L'agression de l'Ukraine par la Russie, le 24 février, a provoqué une accélération. La France avait accepté d'assumer l'alerte dans le cadre de l'Otan, c'est-à-dire d'être en état de projeter les éléments principaux d'un bataillon fer de lance. C'est dans ce cadre qu'ont été déployés nos soldats.
La mission Aigle a été déployée en Roumanie dans un délai extrêmement court : les 15 jours prévus par le contrat Otan ont été respectés, nos premiers hommes arrivant sur place le 2 mars. Il s'agit d'une prouesse, et nos alliés en ont été admiratifs.
Nous avons déployé des éléments de valeur : 526 hommes, pour l'essentiel des chasseurs alpins. Il s'agit principalement du 27e bataillon de chasseurs alpins (BCA) d'Annecy, appuyé par des éléments du 126e régiment d'infanterie de Brive, du 4e régiment de chasseurs de Gap et du 93e régiment d'artillerie de montagne de Varces.
Signalons que les chars AMX 10 RC du 4e régiment de chasseurs se situent, avec leurs canons de 105 mm, au sommet de la puissance de feu des blindés présents en Roumanie.

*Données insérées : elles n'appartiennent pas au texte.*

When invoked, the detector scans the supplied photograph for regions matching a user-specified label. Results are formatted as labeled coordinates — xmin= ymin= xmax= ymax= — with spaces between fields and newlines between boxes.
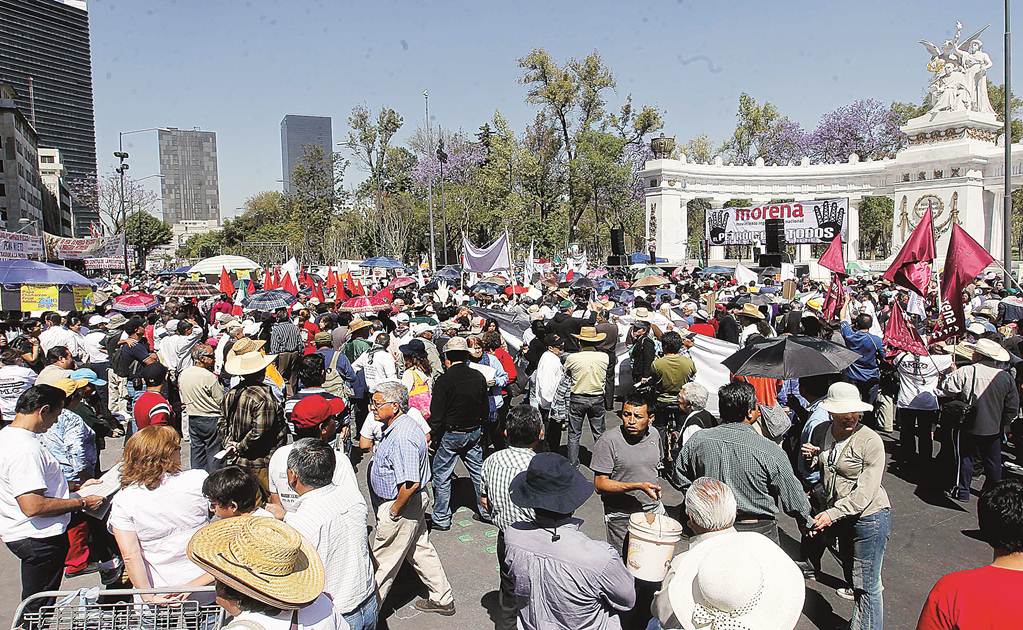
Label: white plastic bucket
xmin=626 ymin=512 xmax=684 ymax=582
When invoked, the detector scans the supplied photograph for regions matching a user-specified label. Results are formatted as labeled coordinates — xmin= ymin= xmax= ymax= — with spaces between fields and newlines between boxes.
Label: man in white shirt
xmin=157 ymin=319 xmax=203 ymax=378
xmin=0 ymin=385 xmax=104 ymax=620
xmin=0 ymin=348 xmax=36 ymax=424
xmin=39 ymin=313 xmax=88 ymax=363
xmin=532 ymin=334 xmax=565 ymax=450
xmin=276 ymin=438 xmax=376 ymax=629
xmin=893 ymin=349 xmax=954 ymax=472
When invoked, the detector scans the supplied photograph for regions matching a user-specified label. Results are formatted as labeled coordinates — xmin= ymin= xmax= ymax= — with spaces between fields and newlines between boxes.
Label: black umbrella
xmin=722 ymin=335 xmax=861 ymax=379
xmin=570 ymin=276 xmax=597 ymax=290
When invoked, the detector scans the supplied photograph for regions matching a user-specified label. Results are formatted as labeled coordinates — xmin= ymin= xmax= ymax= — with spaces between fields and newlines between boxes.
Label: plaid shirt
xmin=368 ymin=414 xmax=430 ymax=505
xmin=673 ymin=422 xmax=813 ymax=527
xmin=220 ymin=383 xmax=286 ymax=469
xmin=481 ymin=446 xmax=535 ymax=530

En complément de notre engagement, la Belgique a déployé 300 hommes, arrivés le 10 mars. Le bataillon fer de lance était donc opérationnel moins de trois semaines après l'attaque russe.

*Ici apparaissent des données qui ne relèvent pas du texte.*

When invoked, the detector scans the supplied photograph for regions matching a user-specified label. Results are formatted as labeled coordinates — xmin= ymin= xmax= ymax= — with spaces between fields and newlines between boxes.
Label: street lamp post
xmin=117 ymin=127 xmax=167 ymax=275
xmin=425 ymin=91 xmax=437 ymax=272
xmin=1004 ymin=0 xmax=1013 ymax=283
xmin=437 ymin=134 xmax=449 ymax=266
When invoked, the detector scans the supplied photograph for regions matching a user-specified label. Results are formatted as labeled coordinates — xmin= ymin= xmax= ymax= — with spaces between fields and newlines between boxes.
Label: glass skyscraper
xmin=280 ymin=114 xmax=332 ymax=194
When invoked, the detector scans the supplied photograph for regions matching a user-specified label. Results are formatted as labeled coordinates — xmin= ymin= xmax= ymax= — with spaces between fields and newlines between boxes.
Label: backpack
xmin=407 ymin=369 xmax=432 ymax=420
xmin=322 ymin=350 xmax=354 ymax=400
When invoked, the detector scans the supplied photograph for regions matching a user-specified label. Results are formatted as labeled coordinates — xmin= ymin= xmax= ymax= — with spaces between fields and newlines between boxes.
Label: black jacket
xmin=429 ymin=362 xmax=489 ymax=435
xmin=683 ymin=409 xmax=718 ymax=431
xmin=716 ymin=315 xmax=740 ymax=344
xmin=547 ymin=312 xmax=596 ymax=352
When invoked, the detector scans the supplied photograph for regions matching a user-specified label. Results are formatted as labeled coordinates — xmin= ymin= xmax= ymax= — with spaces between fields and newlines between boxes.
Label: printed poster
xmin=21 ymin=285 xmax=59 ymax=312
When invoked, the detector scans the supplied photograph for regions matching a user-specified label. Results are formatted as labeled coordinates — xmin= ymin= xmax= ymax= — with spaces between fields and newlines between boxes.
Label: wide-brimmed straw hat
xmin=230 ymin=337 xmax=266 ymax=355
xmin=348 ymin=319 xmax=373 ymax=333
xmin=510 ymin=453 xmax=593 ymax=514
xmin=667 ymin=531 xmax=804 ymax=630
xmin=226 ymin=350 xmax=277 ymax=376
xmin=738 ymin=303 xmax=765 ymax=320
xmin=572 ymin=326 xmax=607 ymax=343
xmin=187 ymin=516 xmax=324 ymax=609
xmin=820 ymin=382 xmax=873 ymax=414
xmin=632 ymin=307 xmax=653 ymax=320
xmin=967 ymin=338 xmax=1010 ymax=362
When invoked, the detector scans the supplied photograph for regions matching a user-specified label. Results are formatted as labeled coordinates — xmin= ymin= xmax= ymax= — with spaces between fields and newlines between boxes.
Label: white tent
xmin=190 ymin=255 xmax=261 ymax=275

Ce bataillon s'est installé sur la base aérienne Mihail Kogalniceanu, dite MK, où sont aussi basés l'ensemble des hélicoptères américains de la zone, ainsi que des renforts d'autres alliés de l'Otan. Lorsque nous y étions, s'y trouvaient des Eurofighter Typhoons britanniques et italiens. Il faut mentionner aussi une antenne médicale fournie par les Pays-Bas.
Je retiens de notre visite sur place une impression de grand professionnalisme et de grande efficacité opérationnelle. Le commandant de la mission Aigle nous a présenté le matériel, essentiellement français, mais comprenant aussi des blindés Piranha belges sur un parking en stabilisé qui, trois semaines plus tôt, n'était encore qu'un champ.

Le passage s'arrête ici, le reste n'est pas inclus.